おんぶとか抱っこしてもらえないのは、ちょっと寂しいかなとも思うけど、

どっちの龍青様でも、私は大すきなんだよとキュイキュイと伝えたら、

龍青様は嬉しそうに「うん、わかっているよ」と笑ってくれた。



「……あの……主様、ぼく達の事を忘れていませんか?」


「キュ?」


「ああ、おまえ達も起きたのか」



 起き上がると、ハクお兄ちゃんが人型の姿で膝を抱え、

こちらをうらめし気にじいっと見ている。


「おまえばっかり」と言いたげな目をしているな。

だけどこれは、私の“とっけん”というものなのだ。


 私達の近くで、目をこすって起き上がった青水龍の子どもの姿もあった。

周りをきょろきょろとみて、今の様子を思い出したのだろう。

また泣きそうな顔でうつむいたので、私は隣に居た龍青様に振り返り、

あのね……と話しかけて、さっきこの子から聞いたことを話そうと思った。



「ああ……あの偽物の夫婦に無理やり連れてこられたのだろう?

 そう思って、先に子どもから引き離して、事情を聞こうと思っていたんだ。

 あれが一緒に居ては、怖くて話すことは出来ないかもしれないと思ってね」


「……っ!」



 それを聞いて、ぱっと顔をあげてあの子がこちらを見てくる。

龍青様はやっぱりすごいね。

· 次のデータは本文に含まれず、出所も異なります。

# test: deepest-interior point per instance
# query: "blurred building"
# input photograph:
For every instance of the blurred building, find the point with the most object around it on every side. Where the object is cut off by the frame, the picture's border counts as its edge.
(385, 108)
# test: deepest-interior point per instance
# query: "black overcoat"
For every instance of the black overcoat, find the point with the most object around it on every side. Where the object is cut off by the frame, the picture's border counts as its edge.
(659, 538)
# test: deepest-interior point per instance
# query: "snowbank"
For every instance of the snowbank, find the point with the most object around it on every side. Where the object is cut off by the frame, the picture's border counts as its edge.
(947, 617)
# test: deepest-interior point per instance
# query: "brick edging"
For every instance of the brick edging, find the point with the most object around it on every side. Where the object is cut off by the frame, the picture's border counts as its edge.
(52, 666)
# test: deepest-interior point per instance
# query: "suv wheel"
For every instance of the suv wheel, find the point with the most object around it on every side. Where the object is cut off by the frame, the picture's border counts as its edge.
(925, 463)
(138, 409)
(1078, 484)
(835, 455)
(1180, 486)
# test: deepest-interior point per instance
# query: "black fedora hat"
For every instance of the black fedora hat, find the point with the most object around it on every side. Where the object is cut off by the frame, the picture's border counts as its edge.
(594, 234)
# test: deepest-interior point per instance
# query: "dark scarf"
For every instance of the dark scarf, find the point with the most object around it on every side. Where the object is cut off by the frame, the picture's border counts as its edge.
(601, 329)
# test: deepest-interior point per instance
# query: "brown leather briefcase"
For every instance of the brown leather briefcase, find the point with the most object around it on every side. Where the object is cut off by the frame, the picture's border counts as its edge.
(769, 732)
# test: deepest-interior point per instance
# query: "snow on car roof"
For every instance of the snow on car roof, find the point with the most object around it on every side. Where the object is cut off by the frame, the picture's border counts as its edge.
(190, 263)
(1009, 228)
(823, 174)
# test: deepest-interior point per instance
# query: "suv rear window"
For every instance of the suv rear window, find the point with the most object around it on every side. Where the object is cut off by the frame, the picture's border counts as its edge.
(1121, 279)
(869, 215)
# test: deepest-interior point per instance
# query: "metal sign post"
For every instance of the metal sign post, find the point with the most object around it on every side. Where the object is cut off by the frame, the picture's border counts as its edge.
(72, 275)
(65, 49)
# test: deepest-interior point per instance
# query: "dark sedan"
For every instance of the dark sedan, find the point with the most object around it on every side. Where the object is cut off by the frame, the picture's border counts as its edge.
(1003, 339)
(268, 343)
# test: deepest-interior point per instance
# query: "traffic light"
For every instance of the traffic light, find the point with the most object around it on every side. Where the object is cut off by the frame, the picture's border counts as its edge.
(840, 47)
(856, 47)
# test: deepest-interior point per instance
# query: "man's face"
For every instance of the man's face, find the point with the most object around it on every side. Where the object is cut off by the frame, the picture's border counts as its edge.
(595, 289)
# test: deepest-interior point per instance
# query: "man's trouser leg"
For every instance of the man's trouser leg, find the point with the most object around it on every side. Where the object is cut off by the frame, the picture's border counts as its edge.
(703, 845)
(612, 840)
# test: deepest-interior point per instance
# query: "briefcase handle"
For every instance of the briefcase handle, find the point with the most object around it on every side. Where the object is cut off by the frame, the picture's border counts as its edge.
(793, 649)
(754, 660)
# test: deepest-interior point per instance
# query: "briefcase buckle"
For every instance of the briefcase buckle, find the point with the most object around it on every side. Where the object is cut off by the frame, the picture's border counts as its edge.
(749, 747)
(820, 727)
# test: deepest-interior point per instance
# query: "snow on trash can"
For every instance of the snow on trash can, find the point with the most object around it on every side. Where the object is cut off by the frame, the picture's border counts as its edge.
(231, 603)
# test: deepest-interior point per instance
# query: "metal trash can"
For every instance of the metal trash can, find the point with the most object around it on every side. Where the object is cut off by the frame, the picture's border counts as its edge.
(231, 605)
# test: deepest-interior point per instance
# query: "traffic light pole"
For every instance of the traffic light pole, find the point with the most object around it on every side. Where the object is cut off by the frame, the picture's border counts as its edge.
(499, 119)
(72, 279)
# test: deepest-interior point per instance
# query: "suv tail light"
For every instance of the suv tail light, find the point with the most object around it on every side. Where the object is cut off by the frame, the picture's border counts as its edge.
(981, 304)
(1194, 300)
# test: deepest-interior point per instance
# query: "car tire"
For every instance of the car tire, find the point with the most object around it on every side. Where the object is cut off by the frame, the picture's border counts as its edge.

もうそれだけのことが分かっていたんだ。

……そういえば、龍青様は相手の目を見るだけで、

過去に起きたことを知ることが出来たんだよね。

前に私もそれで助けてもらったんだもの。



「キュ」



 でも、その後にこの子から話を聞こうとしたら、

怖がって逃げ出しちゃったから……話は聞けなかったんだ。



「そうだね。だから姫にこの子どものことは任せていたんだよ。

 姫は種族が違うが、年頃の近い子の方が話を聞きやすいだろう?」


 龍青様はちらりと傍にいた青水龍の子どもを見つめる。

「姫にしたことは許せないが……きちんと謝ってくれたようだし」と、

龍青様は私の頭をなでながら顔をのぞき込む。



「キュイ」



 さて、それでは姫はどうしたい? と聞かれたので、

この子を助けてあげてほしいってお願いした。

仲間に連れ去られたそうだから、本当の親の元に帰してあげたいんだ。


 とと様とかか様とはぐれて、心細い気持ちは私が一番よく分かっているもの。

だから。この子の親を見つけてほしいってお願いしたんだ。


 それと私の時みたいに、子どもを利用するようなヤツから守ってほしいって。